Figure 33-9 The differential diagnosis of chest radiographic and electrocardiographic findings in acyanotic neonates. Abbreviations, see Fig. 33-7; CXR, chest radiograph; LAD; left axis deviation; LV, left ventricle; Pulm. vasc. markings, pulmonary vascular markings; RV, right ventricle. |
Age of Presentation
Most children with critical congenital cardiac anomaly develop symptoms within the first weeks of life (8). The age when infants develop cardiac symptoms is diagnostically useful. For instance, although ventricular septal defect is far more common (Table 33-2), transposition of the great arteries, coarctation of the aorta, and the hypoplastic left heart syndrome are the most common life-threatening anomalies presenting in the first days of life (see Table 33-7). Isolated ventricular septal defect is not associated with cyanosis, the associated murmur generally develops after several days or more, and respiratory symptoms usually do not develop until after the first week of life.

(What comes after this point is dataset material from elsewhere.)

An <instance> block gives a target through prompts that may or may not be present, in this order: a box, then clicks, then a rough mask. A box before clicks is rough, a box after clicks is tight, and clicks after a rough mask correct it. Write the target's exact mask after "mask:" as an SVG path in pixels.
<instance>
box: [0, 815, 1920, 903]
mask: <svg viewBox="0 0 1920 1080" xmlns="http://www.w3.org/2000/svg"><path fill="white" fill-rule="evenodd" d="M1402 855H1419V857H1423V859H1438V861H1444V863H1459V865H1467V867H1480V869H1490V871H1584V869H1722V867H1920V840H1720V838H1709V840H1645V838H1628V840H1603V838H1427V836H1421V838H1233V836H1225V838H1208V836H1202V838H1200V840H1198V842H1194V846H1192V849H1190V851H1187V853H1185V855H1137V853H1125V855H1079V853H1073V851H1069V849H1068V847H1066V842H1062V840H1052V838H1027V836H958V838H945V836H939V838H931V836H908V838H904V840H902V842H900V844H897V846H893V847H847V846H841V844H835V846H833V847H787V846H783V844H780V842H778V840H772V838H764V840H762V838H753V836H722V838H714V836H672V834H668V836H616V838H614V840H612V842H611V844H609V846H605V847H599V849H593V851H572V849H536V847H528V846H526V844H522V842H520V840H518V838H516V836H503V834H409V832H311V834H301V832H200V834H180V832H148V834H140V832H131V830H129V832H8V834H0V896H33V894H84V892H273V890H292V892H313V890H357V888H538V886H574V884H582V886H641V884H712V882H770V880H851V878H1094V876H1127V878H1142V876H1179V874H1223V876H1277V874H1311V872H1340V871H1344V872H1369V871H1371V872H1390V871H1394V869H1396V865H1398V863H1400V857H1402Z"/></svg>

Among those whose problem is cyanosis, transposition of the great arteries is the leading cause through the third week of life; after that time, tetralogy of Fallot becomes the dominant cause of cyanosis. Among neonatal cardiac patients admitted because of respiratory symptoms, the hypoplastic left heart syndrome is the leading cause in the first week, complex coarctation leads in the second week, and thereafter, ventricular septal defect becomes the main cause (see Table 33-6).